Wrongful Death and Liability Policies
Your company has been sued for wrongful death. The suit was filed after a vehicle owned by your company was involved in an auto accident. The accident resulted in the death of another driver. What is wrongful death? Is a wrongful death claim covered by a liability policy? This article will answer those questions.
What is Wrongful Death?
A wrongful death claim is typically filed by close family members of a person who has died due to the negligence or misconduct of another party.
The claim is intended to compensate these individuals for financial losses they have sustained due to the death. Family members may sue the person responsible whether the act was accidental or intentional.
A wrongful death action may be filed after a criminal trial. To win a criminal conviction, prosecutors must prove that a defendant is guilty beyond a reasonable doubt. The requirements are lower in a civil court. To win a civil trial, a plaintiff must show that the defendant is liable based on a preponderance of the evidence. Thus, a defendant may be found liable in a civil trial even if he or she was exonerated in a criminal trial.
Who Can Sue
State laws specify which parties are entitled to damages in a wrongful death claim. These typically include the deceased person's spouse and children. In some states, they may also include stepchildren, domestic partners, and parents if these individuals are dependents of the deceased person.
The fact that someone is a relative of the decedent (deceased person) or is named in the decedent's will does not guarantee that he or she can receive damages in a wrongful death suit. As a general rule, a person is eligible for damages only if he or she had a close relationship with the decedent.
All parties seeking damages for a wrongful death must join a single suit.
This ensures that the defendant won't have to defend multiple suits stemming from the same death. In some states, the suit may be filed by a family member. Other states require the suit to be filed by a personal representative of the deceased person. The representative is appointed by a court.
Once a wrongful death claim has been settled, the damages are distributed to the claimants. State law determines how the damages are apportioned.
The types of damages plaintiffs may seek vary from state to state. In many states, plaintiffs may seek damages for the following:
- Medical expenses incurred on the deceased person's behalf prior to death
- Funeral and burial expenses incurred by survivors
- Loss of support. This includes wages and benefits the decedent would have earned
- Loss of inheritance
- Loss of services the decedent provided
- Loss of love, affection, care and nurturing
- Pain and suffering of survivors
Wrongful death claims are subject to a statute of limitations. This means that claims must be filed within a specified time period of the death. The limitation period is typically two or three years. In some states, the statute of limitations begins running at the time of the injury rather than the time of death.
Many states prohibit punitive damages in wrongful death cases. An exception may apply if the death was due to an egregious act committed by the defendant.
A wrongful death suit may be filed against your business anytime a person dies due to an accidental or intentional act committed by an employee or anyone else for whom your business is vicariously liable. The suit may be filed against your business, your employee, or both. A claim may occur after a death caused by an auto accident, medical malpractice, a faulty product or an accident that occurs on your premises. A work-related death of an employee can also generate a wrongful death suit.
Under commercial liability policies, wrongful death claims are treated in the same manner as other bodily injury claims. If the plaintiff can show that your (or your employee's) negligence triggered the accident or occurrence that caused the decedent's death, the claim may be covered by your general liability, auto liability or other liability insurance.

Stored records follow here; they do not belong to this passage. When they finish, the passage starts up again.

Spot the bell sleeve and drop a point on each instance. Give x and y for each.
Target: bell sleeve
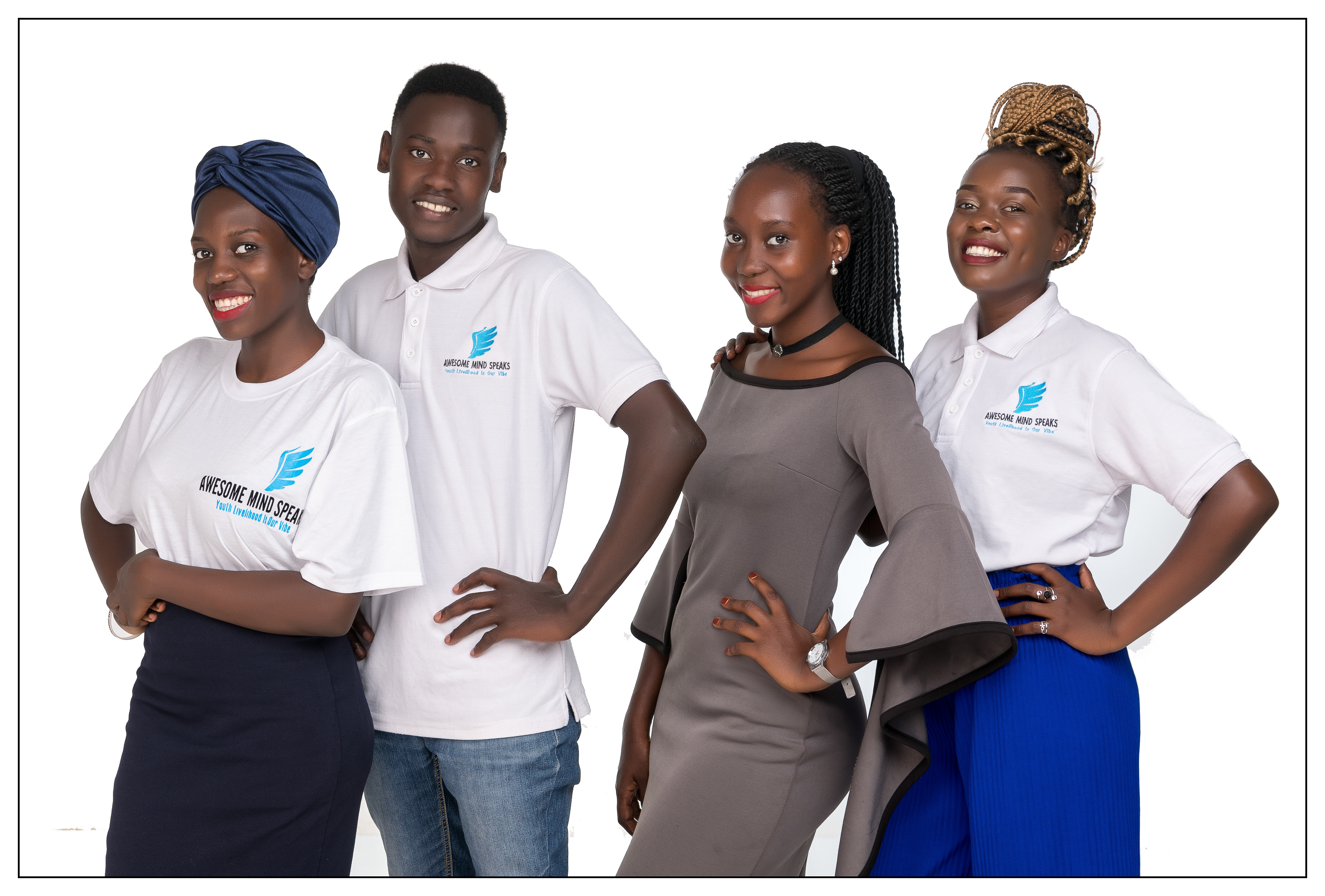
(654, 619)
(928, 615)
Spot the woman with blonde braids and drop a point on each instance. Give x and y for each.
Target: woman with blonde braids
(1045, 423)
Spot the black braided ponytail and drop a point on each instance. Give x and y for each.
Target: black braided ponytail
(852, 191)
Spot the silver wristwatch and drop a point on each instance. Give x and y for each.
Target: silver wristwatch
(818, 660)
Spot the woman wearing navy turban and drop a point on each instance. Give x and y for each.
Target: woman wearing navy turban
(265, 474)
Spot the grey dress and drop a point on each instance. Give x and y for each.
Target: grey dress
(741, 771)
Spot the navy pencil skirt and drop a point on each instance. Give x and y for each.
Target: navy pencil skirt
(246, 755)
(1034, 769)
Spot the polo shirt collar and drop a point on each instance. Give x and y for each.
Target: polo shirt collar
(460, 271)
(1013, 337)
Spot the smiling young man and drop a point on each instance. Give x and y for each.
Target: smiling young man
(476, 701)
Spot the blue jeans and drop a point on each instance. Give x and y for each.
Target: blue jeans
(464, 808)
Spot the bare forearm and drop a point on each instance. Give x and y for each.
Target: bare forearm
(644, 701)
(664, 445)
(279, 603)
(110, 546)
(1225, 523)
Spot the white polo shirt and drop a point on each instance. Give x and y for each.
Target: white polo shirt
(493, 353)
(1047, 423)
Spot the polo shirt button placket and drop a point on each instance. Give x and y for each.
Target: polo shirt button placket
(410, 338)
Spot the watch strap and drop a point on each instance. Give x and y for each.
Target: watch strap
(822, 669)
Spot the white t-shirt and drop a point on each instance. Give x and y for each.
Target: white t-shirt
(1045, 427)
(493, 351)
(306, 473)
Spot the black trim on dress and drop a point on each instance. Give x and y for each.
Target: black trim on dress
(907, 740)
(666, 645)
(806, 384)
(933, 638)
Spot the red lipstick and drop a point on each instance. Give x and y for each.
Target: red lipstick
(769, 292)
(231, 313)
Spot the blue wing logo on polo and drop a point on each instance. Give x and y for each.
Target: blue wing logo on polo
(1029, 398)
(289, 468)
(483, 341)
(480, 343)
(259, 505)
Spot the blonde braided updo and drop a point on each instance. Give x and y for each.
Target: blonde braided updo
(1054, 124)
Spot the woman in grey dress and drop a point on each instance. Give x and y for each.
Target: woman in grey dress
(805, 436)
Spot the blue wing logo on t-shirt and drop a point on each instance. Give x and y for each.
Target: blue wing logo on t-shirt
(483, 341)
(289, 468)
(1029, 398)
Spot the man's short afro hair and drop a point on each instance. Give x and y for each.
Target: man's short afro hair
(459, 81)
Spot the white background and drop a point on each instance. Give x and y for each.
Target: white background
(625, 141)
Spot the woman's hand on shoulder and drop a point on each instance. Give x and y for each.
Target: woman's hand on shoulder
(737, 346)
(1078, 616)
(133, 601)
(776, 641)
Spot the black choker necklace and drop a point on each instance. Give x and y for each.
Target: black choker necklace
(823, 333)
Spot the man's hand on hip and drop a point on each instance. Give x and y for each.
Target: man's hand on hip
(516, 606)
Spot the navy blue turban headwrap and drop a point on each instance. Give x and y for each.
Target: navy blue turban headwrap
(283, 185)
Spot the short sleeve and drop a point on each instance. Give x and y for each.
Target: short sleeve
(589, 358)
(652, 621)
(112, 479)
(358, 531)
(1147, 433)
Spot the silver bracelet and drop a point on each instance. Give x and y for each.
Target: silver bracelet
(117, 630)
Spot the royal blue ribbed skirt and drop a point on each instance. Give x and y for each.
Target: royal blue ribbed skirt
(1034, 769)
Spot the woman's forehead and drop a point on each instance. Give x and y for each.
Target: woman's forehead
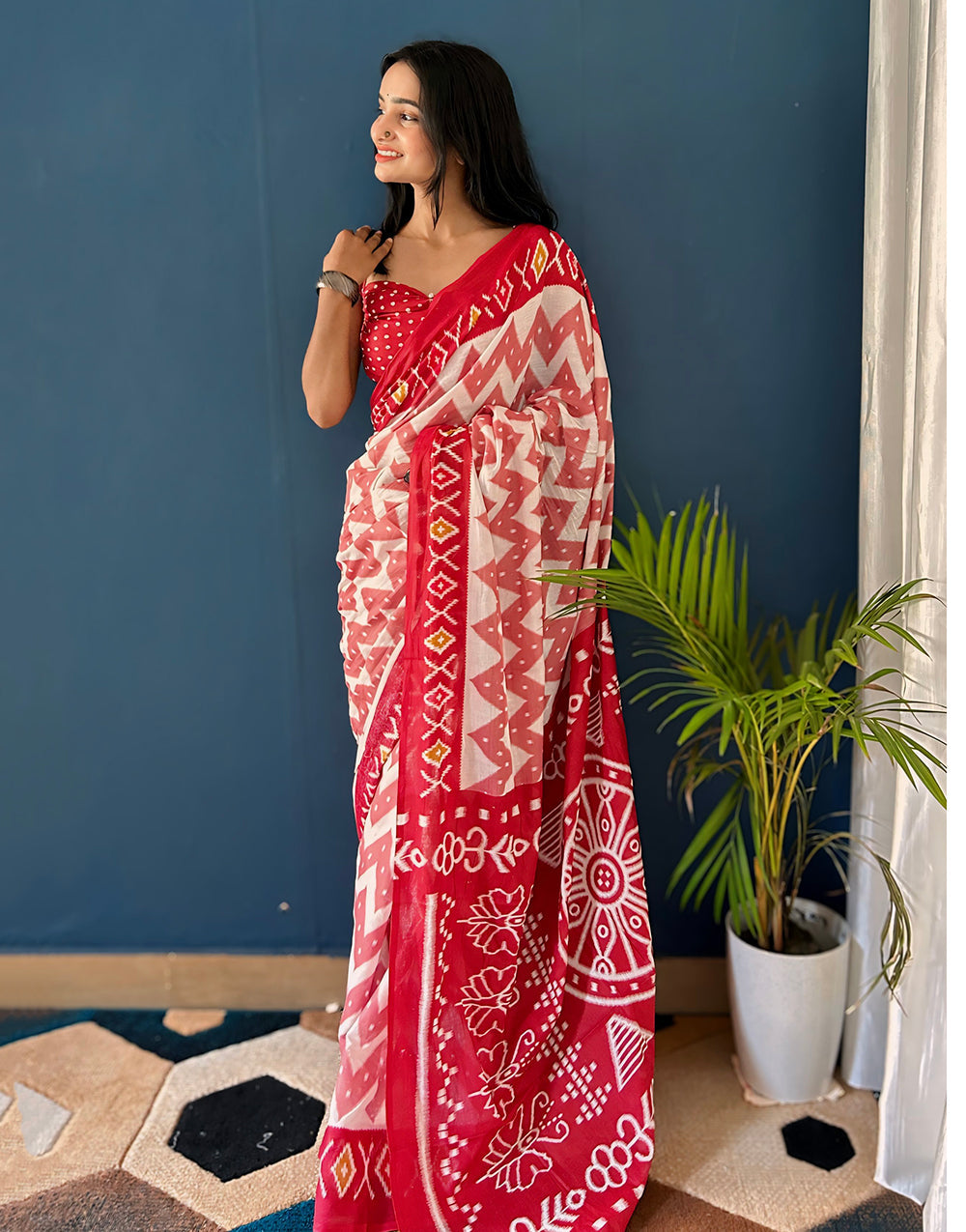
(401, 81)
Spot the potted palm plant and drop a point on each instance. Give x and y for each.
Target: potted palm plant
(761, 710)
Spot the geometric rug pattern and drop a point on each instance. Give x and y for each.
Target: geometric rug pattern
(210, 1120)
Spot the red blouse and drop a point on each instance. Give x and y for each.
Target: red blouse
(390, 312)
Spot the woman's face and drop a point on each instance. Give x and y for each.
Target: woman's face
(398, 129)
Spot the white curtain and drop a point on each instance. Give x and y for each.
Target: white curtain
(901, 1051)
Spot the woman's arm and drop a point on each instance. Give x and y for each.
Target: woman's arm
(330, 367)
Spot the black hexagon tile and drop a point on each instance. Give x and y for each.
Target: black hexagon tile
(241, 1129)
(817, 1142)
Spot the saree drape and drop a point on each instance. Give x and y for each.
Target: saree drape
(497, 1038)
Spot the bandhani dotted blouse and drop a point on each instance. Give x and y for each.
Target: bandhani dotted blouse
(390, 312)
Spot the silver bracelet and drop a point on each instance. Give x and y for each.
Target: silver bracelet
(339, 281)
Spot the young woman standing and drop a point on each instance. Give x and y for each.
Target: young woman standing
(497, 1042)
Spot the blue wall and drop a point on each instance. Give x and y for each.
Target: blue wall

Note that liability policies do not cover claims stemming from acts that were intended to cause harm. A wrongful death claim that results from such an act will not be covered by your liability insurance.
In some states, the defendant in a wrongful death suit may also be subject to a survivor lawsuit. A survivor suit is brought by the decedent's estate, not by individual family members. A survivor suit may be permitted if the deceased person lived for some time after the accident. The estate may seek damages for pain and suffering the decedent endured after the injury and before his or her death. The estate may also sue to loss of wages and benefits. Damages awarded to the estate are distributed to the decedent's heirs based on a will or other legal document.